Practicing self-compassion may be one of the few effective antidotes to harsh self-judgment. We can treat ourselves as we would a dear friend in similar circumstances—providing reassurances, encouragement and other forms of helpful self-talk. And once we recognize that anxiety is overwhelming us, it can be helpful to link back to our own sense of purpose and what is truly meaningful, Aarons-Mele says.

“I don’t think change is possible unless we tap into what we value. If we’re doing it for ‘should’ reasons, it’s really hard,” she explains. “So what I would tell people is to constantly be aware and ask yourself, ‘Why am I doing this?’ Really connect it to what you stand for and who you really see your best self as being. That’s what makes the change possible.”

For Leaders, Anxiety Creates Responsibilities And Opportunities

Society often assumes that anxiety (or other mental health conditions) only occurs in weak leaders, so many leaders are hesitant to own up to their anxiety at work. This concern makes it less likely that leaders will do necessary self-examination or be willing to express vulnerability around mental health or other issues. And yet masking and other forms of inauthentic behavior that a leader adopts to “look good” are actually threat responses that can have physical effects like tunnel vision and tunneled hearing and also affect memory and other higher-order mental tasks. These impacts can actually prevent leaders from doing their best thinking, supporting their colleagues and staff and making appropriate decisions. Aarons-Mele suggests four straightforward remedies that can benefit all leaders whether or not they suffer from anxiety.

The first remedy is to develop a cadre of trusted advisors or a board of mentors whose job is not to comfort or reassure you, but to provide skills you don’t have; they can give you objective advice in areas where you feel weaker or which typically make you anxious. Of course these individuals should be highly trustworthy and reliable so you can be open with them about the support you need.

A second approach, which has gained popularity in Silicon Valley, is to create a user’s manual that explains to others how best to work with you. This could include things like encouraging people to wait until you’ve had your coffee before asking you for a decision or, more importantly, explaining how you typically like to receive information.

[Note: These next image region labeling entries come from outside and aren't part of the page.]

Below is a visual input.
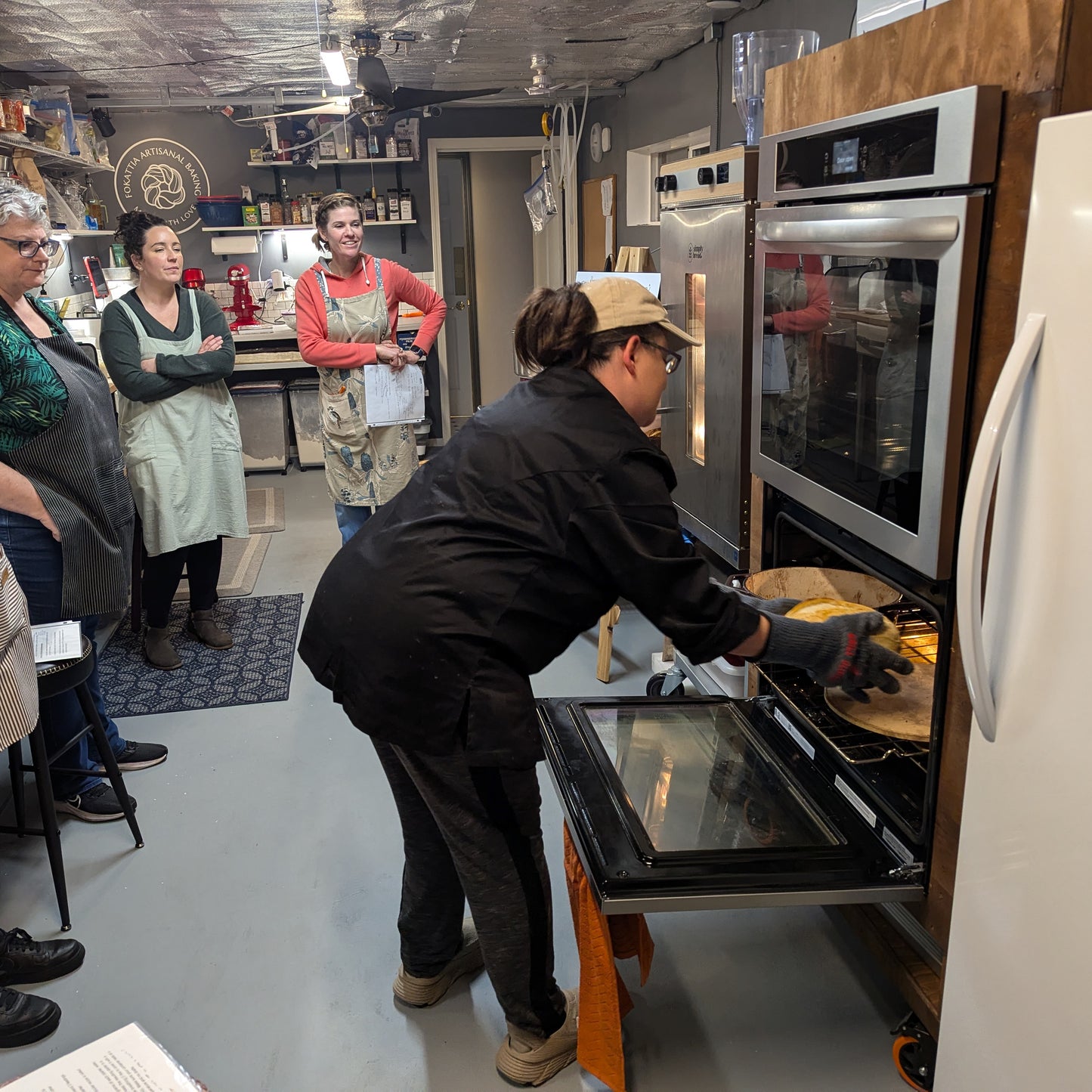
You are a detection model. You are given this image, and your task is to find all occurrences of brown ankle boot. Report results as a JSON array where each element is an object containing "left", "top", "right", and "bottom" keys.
[
  {"left": 144, "top": 626, "right": 182, "bottom": 672},
  {"left": 186, "top": 611, "right": 234, "bottom": 648}
]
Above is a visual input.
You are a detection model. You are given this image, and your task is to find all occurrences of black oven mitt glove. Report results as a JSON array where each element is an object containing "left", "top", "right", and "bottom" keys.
[
  {"left": 736, "top": 591, "right": 802, "bottom": 615},
  {"left": 758, "top": 611, "right": 914, "bottom": 702},
  {"left": 709, "top": 577, "right": 800, "bottom": 614}
]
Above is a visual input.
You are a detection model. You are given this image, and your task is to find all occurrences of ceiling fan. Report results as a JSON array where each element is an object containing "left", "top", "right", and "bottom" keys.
[{"left": 349, "top": 27, "right": 503, "bottom": 129}]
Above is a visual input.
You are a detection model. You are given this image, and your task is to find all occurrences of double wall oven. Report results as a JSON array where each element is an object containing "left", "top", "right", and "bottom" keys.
[{"left": 538, "top": 88, "right": 1001, "bottom": 914}]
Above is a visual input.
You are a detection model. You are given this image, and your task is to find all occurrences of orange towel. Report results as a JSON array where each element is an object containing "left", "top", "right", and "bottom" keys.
[{"left": 565, "top": 824, "right": 655, "bottom": 1092}]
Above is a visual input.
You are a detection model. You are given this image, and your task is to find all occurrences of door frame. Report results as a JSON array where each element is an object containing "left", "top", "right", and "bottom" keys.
[{"left": 428, "top": 135, "right": 580, "bottom": 444}]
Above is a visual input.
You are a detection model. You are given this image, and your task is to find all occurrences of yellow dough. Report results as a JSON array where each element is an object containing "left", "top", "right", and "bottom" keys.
[{"left": 785, "top": 599, "right": 902, "bottom": 652}]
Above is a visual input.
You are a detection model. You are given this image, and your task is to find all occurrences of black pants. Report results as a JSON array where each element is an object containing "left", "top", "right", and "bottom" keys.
[
  {"left": 143, "top": 537, "right": 224, "bottom": 629},
  {"left": 373, "top": 741, "right": 566, "bottom": 1035}
]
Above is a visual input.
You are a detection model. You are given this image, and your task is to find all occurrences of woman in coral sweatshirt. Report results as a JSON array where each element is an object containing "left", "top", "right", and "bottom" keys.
[{"left": 296, "top": 193, "right": 447, "bottom": 543}]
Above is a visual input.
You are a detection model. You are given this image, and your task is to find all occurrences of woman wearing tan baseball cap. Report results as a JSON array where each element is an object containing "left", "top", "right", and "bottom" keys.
[{"left": 299, "top": 277, "right": 911, "bottom": 1085}]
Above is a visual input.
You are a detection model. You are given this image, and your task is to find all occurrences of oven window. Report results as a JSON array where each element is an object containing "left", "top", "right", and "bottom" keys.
[
  {"left": 583, "top": 704, "right": 840, "bottom": 853},
  {"left": 685, "top": 273, "right": 705, "bottom": 466},
  {"left": 760, "top": 253, "right": 937, "bottom": 534}
]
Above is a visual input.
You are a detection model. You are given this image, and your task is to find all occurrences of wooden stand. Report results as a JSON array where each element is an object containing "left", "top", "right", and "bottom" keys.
[{"left": 595, "top": 603, "right": 621, "bottom": 682}]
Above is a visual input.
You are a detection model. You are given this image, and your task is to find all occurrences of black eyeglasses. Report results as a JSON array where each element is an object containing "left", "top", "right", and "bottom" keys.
[
  {"left": 639, "top": 338, "right": 682, "bottom": 376},
  {"left": 0, "top": 235, "right": 60, "bottom": 258}
]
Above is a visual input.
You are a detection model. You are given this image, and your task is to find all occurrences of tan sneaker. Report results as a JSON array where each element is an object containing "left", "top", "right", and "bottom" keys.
[
  {"left": 394, "top": 917, "right": 485, "bottom": 1009},
  {"left": 497, "top": 989, "right": 579, "bottom": 1087}
]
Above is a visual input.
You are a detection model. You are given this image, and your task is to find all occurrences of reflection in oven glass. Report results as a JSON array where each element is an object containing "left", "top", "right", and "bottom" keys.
[
  {"left": 761, "top": 255, "right": 937, "bottom": 533},
  {"left": 584, "top": 705, "right": 837, "bottom": 853}
]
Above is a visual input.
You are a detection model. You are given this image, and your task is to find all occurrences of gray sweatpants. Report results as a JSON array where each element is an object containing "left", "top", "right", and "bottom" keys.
[{"left": 373, "top": 739, "right": 566, "bottom": 1035}]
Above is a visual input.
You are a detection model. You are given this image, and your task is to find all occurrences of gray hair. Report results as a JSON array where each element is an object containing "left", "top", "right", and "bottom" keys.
[{"left": 0, "top": 178, "right": 50, "bottom": 231}]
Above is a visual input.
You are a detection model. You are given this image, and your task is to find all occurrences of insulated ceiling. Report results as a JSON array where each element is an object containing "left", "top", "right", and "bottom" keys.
[{"left": 0, "top": 0, "right": 760, "bottom": 103}]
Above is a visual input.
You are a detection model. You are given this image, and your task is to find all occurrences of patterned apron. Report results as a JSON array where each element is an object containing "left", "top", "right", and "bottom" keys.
[
  {"left": 117, "top": 290, "right": 250, "bottom": 557},
  {"left": 3, "top": 334, "right": 133, "bottom": 618},
  {"left": 314, "top": 258, "right": 417, "bottom": 510},
  {"left": 763, "top": 258, "right": 810, "bottom": 469}
]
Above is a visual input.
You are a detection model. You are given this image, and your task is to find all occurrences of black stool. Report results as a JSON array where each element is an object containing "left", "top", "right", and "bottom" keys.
[{"left": 0, "top": 636, "right": 144, "bottom": 932}]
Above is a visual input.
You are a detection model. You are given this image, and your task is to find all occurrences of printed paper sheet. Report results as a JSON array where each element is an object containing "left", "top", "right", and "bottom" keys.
[{"left": 363, "top": 363, "right": 425, "bottom": 425}]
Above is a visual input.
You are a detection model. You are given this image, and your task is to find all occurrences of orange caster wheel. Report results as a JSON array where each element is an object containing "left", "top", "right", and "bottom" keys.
[{"left": 891, "top": 1020, "right": 937, "bottom": 1092}]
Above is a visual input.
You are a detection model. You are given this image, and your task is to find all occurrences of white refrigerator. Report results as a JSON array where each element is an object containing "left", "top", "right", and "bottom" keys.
[{"left": 933, "top": 113, "right": 1092, "bottom": 1092}]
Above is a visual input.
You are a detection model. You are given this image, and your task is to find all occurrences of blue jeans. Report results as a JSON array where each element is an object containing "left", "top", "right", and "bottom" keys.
[
  {"left": 0, "top": 508, "right": 125, "bottom": 800},
  {"left": 334, "top": 503, "right": 371, "bottom": 546}
]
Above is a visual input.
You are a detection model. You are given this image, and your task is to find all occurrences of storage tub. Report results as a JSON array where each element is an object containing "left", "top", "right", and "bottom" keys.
[
  {"left": 230, "top": 379, "right": 288, "bottom": 471},
  {"left": 288, "top": 379, "right": 326, "bottom": 469}
]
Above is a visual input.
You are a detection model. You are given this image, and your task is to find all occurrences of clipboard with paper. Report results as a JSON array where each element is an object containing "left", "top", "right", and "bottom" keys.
[{"left": 363, "top": 363, "right": 425, "bottom": 427}]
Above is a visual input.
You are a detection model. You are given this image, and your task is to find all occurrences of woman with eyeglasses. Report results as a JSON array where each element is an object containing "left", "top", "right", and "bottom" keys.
[
  {"left": 299, "top": 277, "right": 911, "bottom": 1085},
  {"left": 0, "top": 179, "right": 167, "bottom": 822}
]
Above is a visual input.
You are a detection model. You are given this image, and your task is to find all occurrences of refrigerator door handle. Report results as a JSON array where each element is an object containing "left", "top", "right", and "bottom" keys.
[{"left": 955, "top": 314, "right": 1046, "bottom": 743}]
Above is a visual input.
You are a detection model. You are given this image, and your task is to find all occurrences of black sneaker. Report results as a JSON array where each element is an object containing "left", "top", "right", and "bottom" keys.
[
  {"left": 54, "top": 781, "right": 137, "bottom": 822},
  {"left": 95, "top": 739, "right": 167, "bottom": 773},
  {"left": 0, "top": 930, "right": 85, "bottom": 986},
  {"left": 0, "top": 989, "right": 61, "bottom": 1047}
]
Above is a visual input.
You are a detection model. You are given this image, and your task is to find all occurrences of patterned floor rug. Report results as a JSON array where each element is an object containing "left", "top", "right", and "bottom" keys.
[
  {"left": 247, "top": 485, "right": 284, "bottom": 535},
  {"left": 98, "top": 595, "right": 304, "bottom": 717}
]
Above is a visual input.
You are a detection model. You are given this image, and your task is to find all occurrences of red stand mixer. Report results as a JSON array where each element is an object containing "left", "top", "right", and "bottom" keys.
[{"left": 224, "top": 262, "right": 261, "bottom": 329}]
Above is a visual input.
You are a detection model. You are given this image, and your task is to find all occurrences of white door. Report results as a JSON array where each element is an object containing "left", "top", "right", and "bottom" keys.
[
  {"left": 933, "top": 113, "right": 1092, "bottom": 1092},
  {"left": 469, "top": 152, "right": 535, "bottom": 405}
]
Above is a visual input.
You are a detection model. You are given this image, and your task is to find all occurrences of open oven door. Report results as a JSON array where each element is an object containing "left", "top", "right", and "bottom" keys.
[{"left": 538, "top": 698, "right": 923, "bottom": 914}]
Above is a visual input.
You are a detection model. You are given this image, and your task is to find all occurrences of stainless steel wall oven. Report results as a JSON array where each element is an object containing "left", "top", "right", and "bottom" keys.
[
  {"left": 750, "top": 88, "right": 1001, "bottom": 577},
  {"left": 540, "top": 88, "right": 1001, "bottom": 913}
]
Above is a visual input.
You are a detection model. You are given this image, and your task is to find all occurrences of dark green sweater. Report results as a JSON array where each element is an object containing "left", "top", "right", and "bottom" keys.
[{"left": 98, "top": 287, "right": 235, "bottom": 402}]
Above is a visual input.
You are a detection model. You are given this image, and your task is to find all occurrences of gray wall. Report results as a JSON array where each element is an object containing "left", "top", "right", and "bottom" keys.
[
  {"left": 60, "top": 107, "right": 542, "bottom": 286},
  {"left": 577, "top": 0, "right": 856, "bottom": 258}
]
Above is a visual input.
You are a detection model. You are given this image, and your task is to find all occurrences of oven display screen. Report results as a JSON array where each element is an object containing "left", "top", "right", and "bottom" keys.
[
  {"left": 776, "top": 110, "right": 939, "bottom": 191},
  {"left": 831, "top": 137, "right": 861, "bottom": 175}
]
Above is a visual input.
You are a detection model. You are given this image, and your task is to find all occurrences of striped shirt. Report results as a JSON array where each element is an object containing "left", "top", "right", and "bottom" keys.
[{"left": 0, "top": 546, "right": 39, "bottom": 748}]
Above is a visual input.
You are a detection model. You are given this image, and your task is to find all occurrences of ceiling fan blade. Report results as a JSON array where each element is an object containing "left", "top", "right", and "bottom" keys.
[
  {"left": 356, "top": 57, "right": 394, "bottom": 106},
  {"left": 392, "top": 88, "right": 505, "bottom": 113}
]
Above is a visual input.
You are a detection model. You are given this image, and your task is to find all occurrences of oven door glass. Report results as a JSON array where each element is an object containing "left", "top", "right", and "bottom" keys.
[
  {"left": 759, "top": 253, "right": 938, "bottom": 535},
  {"left": 751, "top": 198, "right": 981, "bottom": 577},
  {"left": 538, "top": 699, "right": 920, "bottom": 913}
]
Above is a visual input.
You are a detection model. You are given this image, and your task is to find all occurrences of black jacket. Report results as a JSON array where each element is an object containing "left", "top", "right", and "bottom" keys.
[{"left": 299, "top": 368, "right": 759, "bottom": 766}]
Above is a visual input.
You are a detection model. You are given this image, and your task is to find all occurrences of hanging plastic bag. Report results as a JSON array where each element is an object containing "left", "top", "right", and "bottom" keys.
[
  {"left": 523, "top": 169, "right": 557, "bottom": 231},
  {"left": 763, "top": 334, "right": 788, "bottom": 394}
]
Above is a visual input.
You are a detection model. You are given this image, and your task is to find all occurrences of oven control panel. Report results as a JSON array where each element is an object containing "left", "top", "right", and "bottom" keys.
[{"left": 759, "top": 85, "right": 1001, "bottom": 201}]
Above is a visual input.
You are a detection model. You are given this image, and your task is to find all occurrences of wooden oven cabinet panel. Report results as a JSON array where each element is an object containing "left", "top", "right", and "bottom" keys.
[{"left": 751, "top": 0, "right": 1092, "bottom": 1031}]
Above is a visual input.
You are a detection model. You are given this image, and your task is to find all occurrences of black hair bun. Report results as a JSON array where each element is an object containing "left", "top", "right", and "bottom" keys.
[{"left": 113, "top": 209, "right": 166, "bottom": 243}]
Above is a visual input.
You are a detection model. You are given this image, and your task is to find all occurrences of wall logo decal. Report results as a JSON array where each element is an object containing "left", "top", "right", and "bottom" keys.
[{"left": 113, "top": 139, "right": 209, "bottom": 235}]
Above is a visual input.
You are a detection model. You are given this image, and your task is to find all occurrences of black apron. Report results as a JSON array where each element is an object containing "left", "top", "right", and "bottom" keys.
[{"left": 3, "top": 323, "right": 133, "bottom": 618}]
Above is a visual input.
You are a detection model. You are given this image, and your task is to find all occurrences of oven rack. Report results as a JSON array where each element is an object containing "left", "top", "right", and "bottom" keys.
[{"left": 759, "top": 603, "right": 939, "bottom": 772}]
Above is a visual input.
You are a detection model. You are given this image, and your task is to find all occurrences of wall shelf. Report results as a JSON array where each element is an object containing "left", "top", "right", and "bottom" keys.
[
  {"left": 0, "top": 132, "right": 113, "bottom": 175},
  {"left": 198, "top": 219, "right": 417, "bottom": 235},
  {"left": 247, "top": 156, "right": 420, "bottom": 170}
]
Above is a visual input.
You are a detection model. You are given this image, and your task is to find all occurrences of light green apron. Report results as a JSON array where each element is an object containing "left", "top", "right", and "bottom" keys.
[
  {"left": 763, "top": 264, "right": 810, "bottom": 469},
  {"left": 118, "top": 290, "right": 250, "bottom": 557},
  {"left": 314, "top": 258, "right": 417, "bottom": 510}
]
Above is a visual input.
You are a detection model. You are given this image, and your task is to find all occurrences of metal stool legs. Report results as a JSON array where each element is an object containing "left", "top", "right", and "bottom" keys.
[
  {"left": 0, "top": 719, "right": 72, "bottom": 933},
  {"left": 30, "top": 721, "right": 72, "bottom": 933},
  {"left": 76, "top": 682, "right": 144, "bottom": 849},
  {"left": 0, "top": 679, "right": 144, "bottom": 932}
]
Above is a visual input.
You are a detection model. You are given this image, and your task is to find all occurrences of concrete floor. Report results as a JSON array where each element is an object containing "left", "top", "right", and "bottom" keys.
[{"left": 0, "top": 469, "right": 905, "bottom": 1092}]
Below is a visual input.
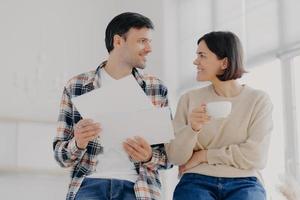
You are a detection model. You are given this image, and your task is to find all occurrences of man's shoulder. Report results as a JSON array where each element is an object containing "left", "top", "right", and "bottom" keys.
[{"left": 66, "top": 70, "right": 96, "bottom": 88}]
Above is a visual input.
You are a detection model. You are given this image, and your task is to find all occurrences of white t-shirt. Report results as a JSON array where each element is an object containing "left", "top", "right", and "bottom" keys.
[{"left": 87, "top": 68, "right": 138, "bottom": 182}]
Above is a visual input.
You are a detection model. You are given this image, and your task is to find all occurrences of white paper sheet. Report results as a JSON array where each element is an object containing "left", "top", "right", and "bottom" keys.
[
  {"left": 96, "top": 108, "right": 174, "bottom": 148},
  {"left": 72, "top": 75, "right": 154, "bottom": 119},
  {"left": 72, "top": 75, "right": 174, "bottom": 148}
]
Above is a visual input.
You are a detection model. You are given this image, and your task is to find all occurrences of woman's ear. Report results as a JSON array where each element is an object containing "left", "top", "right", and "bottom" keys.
[{"left": 221, "top": 57, "right": 228, "bottom": 70}]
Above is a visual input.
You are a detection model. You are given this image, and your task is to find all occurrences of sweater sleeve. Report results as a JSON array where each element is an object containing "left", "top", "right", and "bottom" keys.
[
  {"left": 207, "top": 94, "right": 273, "bottom": 169},
  {"left": 166, "top": 94, "right": 198, "bottom": 165}
]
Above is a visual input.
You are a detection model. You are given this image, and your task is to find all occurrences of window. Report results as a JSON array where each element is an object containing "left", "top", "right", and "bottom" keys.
[
  {"left": 241, "top": 60, "right": 285, "bottom": 199},
  {"left": 293, "top": 56, "right": 300, "bottom": 172}
]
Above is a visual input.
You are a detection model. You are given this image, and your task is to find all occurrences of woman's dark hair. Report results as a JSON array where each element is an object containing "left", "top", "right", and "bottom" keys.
[
  {"left": 105, "top": 12, "right": 154, "bottom": 53},
  {"left": 197, "top": 31, "right": 246, "bottom": 81}
]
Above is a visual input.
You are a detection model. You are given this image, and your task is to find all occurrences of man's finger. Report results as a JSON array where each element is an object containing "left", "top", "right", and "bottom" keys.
[{"left": 76, "top": 119, "right": 93, "bottom": 128}]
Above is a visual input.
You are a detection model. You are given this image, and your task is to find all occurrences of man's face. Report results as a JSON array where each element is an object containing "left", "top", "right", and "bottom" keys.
[{"left": 121, "top": 28, "right": 152, "bottom": 69}]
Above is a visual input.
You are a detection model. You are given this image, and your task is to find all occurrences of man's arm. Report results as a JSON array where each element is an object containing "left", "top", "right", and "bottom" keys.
[{"left": 53, "top": 88, "right": 101, "bottom": 167}]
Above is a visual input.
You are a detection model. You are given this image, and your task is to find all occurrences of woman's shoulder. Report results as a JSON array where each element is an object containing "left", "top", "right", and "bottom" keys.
[{"left": 245, "top": 85, "right": 271, "bottom": 102}]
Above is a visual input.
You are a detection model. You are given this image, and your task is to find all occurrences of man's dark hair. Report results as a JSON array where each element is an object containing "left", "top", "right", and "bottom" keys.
[
  {"left": 105, "top": 12, "right": 154, "bottom": 53},
  {"left": 197, "top": 31, "right": 246, "bottom": 81}
]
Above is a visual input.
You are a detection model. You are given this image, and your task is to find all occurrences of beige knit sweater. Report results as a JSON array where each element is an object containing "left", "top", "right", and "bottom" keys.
[{"left": 166, "top": 85, "right": 273, "bottom": 181}]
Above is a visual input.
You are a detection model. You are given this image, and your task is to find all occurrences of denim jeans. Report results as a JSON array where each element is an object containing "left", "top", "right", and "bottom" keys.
[
  {"left": 173, "top": 173, "right": 266, "bottom": 200},
  {"left": 75, "top": 178, "right": 136, "bottom": 200}
]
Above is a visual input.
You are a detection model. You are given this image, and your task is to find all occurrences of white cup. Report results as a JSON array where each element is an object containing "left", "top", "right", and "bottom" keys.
[{"left": 206, "top": 101, "right": 231, "bottom": 118}]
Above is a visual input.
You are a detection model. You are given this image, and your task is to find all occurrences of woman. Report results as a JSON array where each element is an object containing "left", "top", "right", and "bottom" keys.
[{"left": 167, "top": 32, "right": 272, "bottom": 200}]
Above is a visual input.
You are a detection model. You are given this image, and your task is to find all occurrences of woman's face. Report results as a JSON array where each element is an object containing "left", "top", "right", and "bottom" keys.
[{"left": 193, "top": 40, "right": 227, "bottom": 81}]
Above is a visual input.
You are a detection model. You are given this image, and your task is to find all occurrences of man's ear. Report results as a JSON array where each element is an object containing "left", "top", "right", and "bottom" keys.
[{"left": 113, "top": 35, "right": 122, "bottom": 48}]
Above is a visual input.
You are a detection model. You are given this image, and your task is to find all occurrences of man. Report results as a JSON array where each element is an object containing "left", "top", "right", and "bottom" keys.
[{"left": 53, "top": 13, "right": 170, "bottom": 200}]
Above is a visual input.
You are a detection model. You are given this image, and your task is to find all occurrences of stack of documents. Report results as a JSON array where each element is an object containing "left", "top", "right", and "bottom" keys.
[{"left": 72, "top": 75, "right": 174, "bottom": 147}]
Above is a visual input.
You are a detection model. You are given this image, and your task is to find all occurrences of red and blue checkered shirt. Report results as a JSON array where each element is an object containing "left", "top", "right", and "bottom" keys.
[{"left": 53, "top": 62, "right": 171, "bottom": 200}]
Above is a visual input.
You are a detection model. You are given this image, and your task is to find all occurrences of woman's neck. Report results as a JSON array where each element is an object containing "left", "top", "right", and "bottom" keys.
[{"left": 212, "top": 80, "right": 243, "bottom": 97}]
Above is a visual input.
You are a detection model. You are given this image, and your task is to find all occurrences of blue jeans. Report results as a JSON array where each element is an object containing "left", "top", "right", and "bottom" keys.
[
  {"left": 75, "top": 178, "right": 136, "bottom": 200},
  {"left": 173, "top": 173, "right": 266, "bottom": 200}
]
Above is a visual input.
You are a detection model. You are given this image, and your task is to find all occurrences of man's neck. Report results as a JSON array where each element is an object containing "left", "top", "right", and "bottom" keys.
[{"left": 104, "top": 59, "right": 132, "bottom": 80}]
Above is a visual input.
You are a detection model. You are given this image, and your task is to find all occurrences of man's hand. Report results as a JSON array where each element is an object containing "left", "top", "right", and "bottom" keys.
[
  {"left": 123, "top": 136, "right": 152, "bottom": 162},
  {"left": 179, "top": 150, "right": 207, "bottom": 175},
  {"left": 189, "top": 103, "right": 210, "bottom": 132},
  {"left": 74, "top": 119, "right": 101, "bottom": 149}
]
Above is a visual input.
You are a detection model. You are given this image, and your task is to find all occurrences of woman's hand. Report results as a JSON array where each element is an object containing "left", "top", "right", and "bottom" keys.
[
  {"left": 179, "top": 150, "right": 207, "bottom": 175},
  {"left": 189, "top": 103, "right": 210, "bottom": 132}
]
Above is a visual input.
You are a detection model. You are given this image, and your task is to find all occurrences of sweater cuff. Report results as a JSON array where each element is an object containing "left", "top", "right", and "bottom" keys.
[
  {"left": 68, "top": 138, "right": 86, "bottom": 160},
  {"left": 206, "top": 149, "right": 221, "bottom": 165},
  {"left": 142, "top": 150, "right": 161, "bottom": 170},
  {"left": 182, "top": 125, "right": 201, "bottom": 141}
]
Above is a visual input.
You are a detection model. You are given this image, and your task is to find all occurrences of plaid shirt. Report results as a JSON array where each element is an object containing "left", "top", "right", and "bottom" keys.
[{"left": 53, "top": 62, "right": 171, "bottom": 200}]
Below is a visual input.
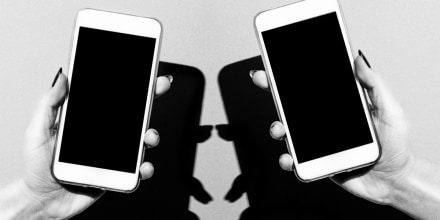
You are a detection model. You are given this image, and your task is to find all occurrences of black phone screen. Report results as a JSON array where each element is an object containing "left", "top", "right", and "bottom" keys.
[
  {"left": 262, "top": 12, "right": 373, "bottom": 163},
  {"left": 59, "top": 27, "right": 156, "bottom": 173}
]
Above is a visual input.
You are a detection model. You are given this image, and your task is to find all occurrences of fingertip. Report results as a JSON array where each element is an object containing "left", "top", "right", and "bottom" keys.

For example, you might specify that you prefer emails to calls or texts so that you have time to digest the content and fully prepare yourself before responding; you could also include things like whether it’s okay to “surprise” you in a meeting with new data that you haven’t yet had a chance to review.

The third remedy is to share the story of your mental health journey and how you cope. Aarons-Mele explains: “People without power and status should not be expected to tell their mental health stories, but if you have power and you have a story, if you can tell it, you will be effecting more change than you know.” She suggests that you start by focusing on your resilience rather than on your worst experiences, but once you’re comfortable sharing your vulnerability, that can help draw people toward you and give them the courage to share some of their own struggles and concerns.

The final point is to use your anxiety to help you be more attentive to your team members and colleagues. Anxious leaders often scan the environment for threats; this ability can be shifted to recognizing behavioral and verbal cues that suggest what’s going on with others. Leaders who can sense when their colleagues need attention, have concerns or are exhibiting signs of distress are more likely to behave compassionately toward them and take appropriate action. “What we all want from our leaders is the sense that we matter to them,” Aarons-Mele notes, “and that they’re at least taking the time to try to figure out how we feel, even if that’s uncomfortable.” This kind of attentiveness—coupled with the empathy that comes from a sense of shared vulnerability—helps leaders create a humane environment that will retain and engage employees.